The Cost of Cantaloupe

Cantaloupe can have far-reaching implications.

We were on our way to our son’s college graduation rehearsal, followed by the blessed event itself, in the Florida Panhandle. We were 1 1/2 hours from our destination and a nearly an hour ahead of schedule – that is, until we were detoured onto a local road as the result of an accident on the highway, which was closed for miles. A chemical spill, we wondered? 

 

It was lunchtime on a weekday, so the detoured highway traffic mingled with the local traffic in a scenario that instantly revealed the four-lane road wasn’t the ideal choice for a detour. We nudged ahead inches, occasionally even feet, at a time. We watched the clock. Twenty minutes became 30 became 45. Getting nowhere slowly, we pulled across the road into a Chick-fil-A. We would grab lunch and go, hoping traffic would retreat somewhat by the time we got our order.

“We were detoured onto this road because of some big accident on I-10,” we told the manager as he rang up our order. 

“Yeah, I heard about that on the news,” he said. “A cantaloupe truck swerved around another vehicle and overturned. The highway is covered in cantaloupes.”

Cantaloupe. Five thousand pounds of cantaloupe, in fact. The fruit of the trucker’s labors was still visible in the median the following day as we observed workers replacing long sections of guardrail along the northbound lane. (For those who are wondering, according to news reports—yes, it made the news— the trucker had minor injuries, and the other driver was somehow unharmed. The cantaloupes were less fortunate.)

Think about these cantaloupes for a minute. First, a guy loses his pickup to an out-of-control semi. Second, a semi driver loses his truck and all his cargo, and most likely, his job. Third, thousands of drivers—including fellow truckers—get thrown off schedule. Were they going to graduations? Weddings? Funerals? Critical doctor’s appointments? Fourth, local drivers unexpectedly find themselves in a lunchtime traffic jam when their road becomes a makeshift highway. Fifth, the price of cantaloupes is probably going to soar, as if it’s not high enough already. You have to think about these things.

Some people will experience longterm consequences of the cantaloupe catastrophe. The trucker certainly will. But even 5,000 pounds of cantaloupe pale in comparison to the fruit of another choice made thousands of years ago.

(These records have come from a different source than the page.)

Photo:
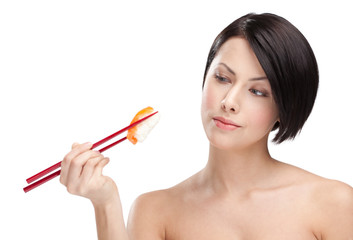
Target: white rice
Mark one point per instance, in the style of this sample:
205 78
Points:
145 127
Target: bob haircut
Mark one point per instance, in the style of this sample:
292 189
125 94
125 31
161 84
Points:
288 62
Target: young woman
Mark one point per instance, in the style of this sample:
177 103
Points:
261 75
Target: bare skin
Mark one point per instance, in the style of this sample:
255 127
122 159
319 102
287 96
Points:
242 193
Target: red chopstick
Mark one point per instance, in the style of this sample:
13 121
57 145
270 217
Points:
57 165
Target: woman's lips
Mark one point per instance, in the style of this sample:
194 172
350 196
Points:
225 124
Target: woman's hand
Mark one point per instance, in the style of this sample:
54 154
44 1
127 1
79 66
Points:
81 173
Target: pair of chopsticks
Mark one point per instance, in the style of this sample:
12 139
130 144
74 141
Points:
32 179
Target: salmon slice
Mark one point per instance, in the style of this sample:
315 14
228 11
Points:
132 131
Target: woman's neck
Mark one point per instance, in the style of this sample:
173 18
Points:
239 171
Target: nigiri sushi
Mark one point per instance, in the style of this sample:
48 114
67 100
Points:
140 131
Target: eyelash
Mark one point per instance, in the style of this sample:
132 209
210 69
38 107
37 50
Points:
255 92
258 93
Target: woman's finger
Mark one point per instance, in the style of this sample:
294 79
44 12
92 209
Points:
76 165
75 144
89 167
99 168
65 164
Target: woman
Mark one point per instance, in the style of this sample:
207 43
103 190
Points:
261 75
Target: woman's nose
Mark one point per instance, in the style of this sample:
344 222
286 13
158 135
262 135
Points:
231 101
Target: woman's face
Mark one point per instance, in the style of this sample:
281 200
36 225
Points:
238 109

And the Lord God commanded the man, saying, “You may surely eat of every tree of the garden, but of the tree of the knowledge of good and evil you shall not eat, for in the day that you eat of it you shall surely die.”—Genesis 2:16-17

So when the woman saw that the tree was good for food, and that it was a delight to the eyes, and that the tree was to be desired to make one wise, she took of its fruit and ate, and she also gave some to her husband who was with her, and he ate.—Genesis 3:6

He drove out the man, and at the east of the garden of Eden He placed the cherubim and a flaming sword that turned every way to guard the way to the tree of life. – Genesis 3:24

The wages of sin is death.—Romans 3:23

Thousands of people suffered because of cantaloupes, but billions have suffered because of the sin born in the garden. Sin brings death, the kind of death that results in eternal separation from God. But it also brings a different kind of death. It brings death to relationships, to trust, to peace, to prosperity, to hope. It poisons marriages, families, work relationships, churches.

Sin is sin. All of it separates us from God. All of it can separate us from those we love. All of it has consequences. But certain sins have greater power to destroy, and the power of sin to destroy is further amplified by personal power. The ripple effects of sin can become a tsunami of destruction and pain.

For which of you, intending to build a tower, does not sit down first and count the cost.—Luke 14:28a

How much habitual sin could we avoid if we actually counted the cost? What will be the cost to our marriages and families? To our witness? To our careers? To our longterm goals? 

When you are tempted to swerve to the right or to the left, consider the cantaloupes, my friends— if you can afford them.